I found it interesting, that I wouldn’t be allowed to be disappointed at an outcome where I thought I was deserving. I love applauding people. But in that moment ... I have put in: put in the time, put in good work over time. I didn’t think that was a gift. I thought it was a given.
Bassett’s performance as Ramonda in ‘Wakanda Forever’ was the first MCU role to be nominated for an Oscar. That in itself is a major feat. I didn’t think the performance was anything to write home about, but there was this fervent push to get the actress her first Oscar.
Critics, pundits, the powers-that-be, were all banging their drums by launching a “Bassett for Oscar” campaign even before anyone had even seen ‘Wakanda Forever.’ You were already hearing whispers that Bassett’s role could be the first time an acting performance from an MCU movie ever got Oscar-nominated.

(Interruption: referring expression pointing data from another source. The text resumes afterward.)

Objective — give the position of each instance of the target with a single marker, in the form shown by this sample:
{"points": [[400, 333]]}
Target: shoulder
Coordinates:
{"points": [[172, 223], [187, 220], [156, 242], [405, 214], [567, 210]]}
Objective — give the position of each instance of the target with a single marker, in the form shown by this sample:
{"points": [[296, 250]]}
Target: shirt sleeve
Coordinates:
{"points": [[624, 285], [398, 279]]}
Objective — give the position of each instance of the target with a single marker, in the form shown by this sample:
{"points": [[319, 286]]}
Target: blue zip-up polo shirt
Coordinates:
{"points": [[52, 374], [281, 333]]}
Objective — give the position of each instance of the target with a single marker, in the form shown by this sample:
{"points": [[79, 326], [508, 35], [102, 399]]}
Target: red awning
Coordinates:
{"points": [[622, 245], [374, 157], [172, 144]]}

When the film finally screened, I was convinced she wouldn’t figure into the Oscar conversation, but pundits like Anne Thompson, Clayton Davis and Scott Feinberg kept Bassett at the top of their Best Supporting Actress predictions, for months on end. This resulted in her getting Oscar nominated.
Bassett was Oscar-nominated one other time in her career, and that was for her intensely brilliant performance as Tina Turner in 1993’s “What’s Love Got To Do With It.” That was a deserving nomination, and she might have won that year if it weren’t for Holly Hunter’s incredible work in Jane Campion’s “The Piano.”